Trace: the end-to-end view of one request. When a user clicks "Buy", a trace records: API gateway (10ms), Order service (50ms), Inventory service (30ms), Payment service (200ms), Notification service (20ms) — with their relationships (parent-child), timing, and outcomes. Components: Trace: the entire DAG of spans for one request. Identified by trace ID (16 bytes, globally unique). Span: a named, timed operation. Has: span ID, parent span ID, start time, duration, status (OK/ERROR), attributes (key-value). Root span: the first span, with no parent. Spans form a tree showing the call hierarchy. OpenTelemetry: the CNCF standard for trace instrumentation. SDK auto-instruments HTTP, gRPC, DB calls in many frameworks.
2 / 5
What is context propagation in distributed tracing?
Context propagation: the mechanism that ties together all the spans from different services into one trace. Standards: W3C Trace Context (RFC 9209): traceparent: 00-4bf92f3577b34da6a3ce929d0e0e4736-00f067aa0ba902b7-01 format: version-traceID-parentSpanID-flags. Now the recommended standard. B3 (Zipkin): X-B3-TraceId, X-B3-SpanId, X-B3-Sampled headers. Still widely used. Application responsibility: HTTP frameworks auto-inject/extract headers (if instrumented). For async (Kafka messages, SQS), embed trace context in message headers. The critical failure mode: a service receives traceparent, processes the request, makes downstream calls — but forgets to forward the header. The trace breaks. The downstream spans have a new trace ID. Root cause: missing header propagation in one service.
3 / 5
What is sampling in distributed tracing and why is it necessary?
Sampling: at 10,000 RPS recording every trace produces 864M traces/day. Impossible to store and process. Sampling strategies: Head-based (probabilistic): decision made at request entry. 1% or 5% of requests traced. Simple. Misses rare errors. Tail-based: collect all spans temporarily; after the request completes, decide to keep it based on outcome (error, slow). Captures 100% of errors even at 0.1% base sampling. More complex — requires buffering. Rate limiting: keep N traces/second regardless of load. Adaptive: lower sampling during high load. OpenTelemetry sampler config: ParentBased (respect upstream sampling decision), TraceIdRatioBased (probabilistic), AlwaysOn/AlwaysOff. Honeycomb, Lightstep: support tail-based sampling. Jaeger: configurable sampling per service.
4 / 5
What are span attributes and what should they contain?

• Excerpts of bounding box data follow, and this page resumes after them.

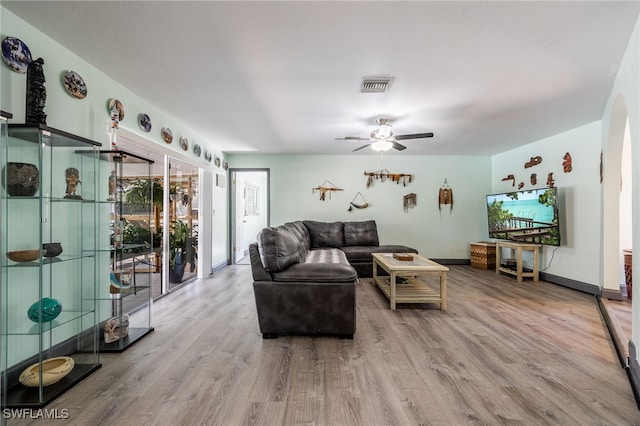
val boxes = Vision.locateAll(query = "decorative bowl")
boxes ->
[27,297,62,322]
[42,243,62,257]
[7,250,41,262]
[2,162,40,197]
[18,356,75,388]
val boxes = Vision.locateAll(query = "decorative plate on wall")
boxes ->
[138,113,151,133]
[2,37,31,74]
[62,70,87,99]
[109,99,124,121]
[160,127,173,143]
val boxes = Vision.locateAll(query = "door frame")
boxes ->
[227,167,271,265]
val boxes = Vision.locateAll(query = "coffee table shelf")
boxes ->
[373,253,449,311]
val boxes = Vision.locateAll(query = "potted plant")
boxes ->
[169,220,198,283]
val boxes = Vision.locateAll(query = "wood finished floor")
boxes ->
[8,265,640,426]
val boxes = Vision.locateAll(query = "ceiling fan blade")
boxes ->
[335,136,369,141]
[351,144,371,152]
[395,133,433,140]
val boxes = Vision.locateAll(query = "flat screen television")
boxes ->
[487,187,560,246]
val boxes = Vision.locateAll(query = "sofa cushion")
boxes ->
[303,220,344,249]
[258,226,303,272]
[272,263,358,283]
[342,244,418,263]
[344,220,380,246]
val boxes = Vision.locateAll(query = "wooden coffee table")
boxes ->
[373,253,449,311]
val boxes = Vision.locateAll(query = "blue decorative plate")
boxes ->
[62,71,87,99]
[138,113,151,133]
[161,127,173,143]
[2,37,31,74]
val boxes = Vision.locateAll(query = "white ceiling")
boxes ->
[2,0,640,155]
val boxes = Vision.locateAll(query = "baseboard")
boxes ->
[602,288,625,300]
[627,341,640,409]
[540,272,601,296]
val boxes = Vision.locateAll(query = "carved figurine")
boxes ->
[25,58,47,125]
[64,167,82,200]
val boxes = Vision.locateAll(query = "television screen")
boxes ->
[487,188,560,246]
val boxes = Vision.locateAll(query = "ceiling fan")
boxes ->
[335,118,433,152]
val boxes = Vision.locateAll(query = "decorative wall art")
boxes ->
[160,127,173,143]
[25,58,47,125]
[64,167,82,200]
[138,112,151,133]
[402,192,418,213]
[438,178,453,211]
[562,152,573,173]
[364,169,413,188]
[311,180,344,201]
[108,99,124,151]
[2,37,31,74]
[502,175,516,186]
[62,71,87,99]
[547,172,556,188]
[347,191,369,213]
[180,136,189,151]
[524,155,542,169]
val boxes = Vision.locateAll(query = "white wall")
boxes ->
[492,121,601,285]
[229,154,491,259]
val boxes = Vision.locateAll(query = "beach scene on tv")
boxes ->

Span attributes: OpenTelemetry defines semantic conventions for common attributes. HTTP spans: http.method (GET/POST), http.url, http.status_code, http.request_content_length. DB spans: db.system (postgresql), db.statement (the SQL query — careful with PII), db.name. RPC spans: rpc.system (grpc), rpc.service, rpc.method. Custom attributes: user.id, tenant.id, feature_flag.key, order.id. Events: time-stamped messages within a span (e.g., "cache miss", "retry attempt 2"). Status: OK, ERROR (+ description). Links: span can reference other spans (for async, fan-out patterns). High-cardinality attributes (user ID, order ID) enable finding the trace for a specific user complaint.
5 / 5
What is the difference between distributed tracing, metrics, and logs in observability (the "three pillars")?
Three pillars (observability signals): Metrics: aggregated numeric measurements over time. Cheap to store (just numbers). Great for: alerting (error rate > 1%), trending, dashboards. Cannot answer "why did this specific request fail?". Examples: request_duration_seconds (histogram), error_rate_total (counter), active_connections (gauge). Prometheus/Grafana. Logs: discrete event records with context. Expensive at scale. Great for: debugging specific events, audit trails. Cannot show causality across services. Examples: JSON logs with trace ID, request ID, user ID. Elasticsearch/Loki. Traces: causal request flow across services. Can show which downstream call is slow. Cannot show aggregate patterns. Best used to debug specific slow/failed requests identified via metrics. The key: use metrics to find the problem, traces to understand the causal chain, logs to see the details at each step. OpenTelemetry unifies collection of all three.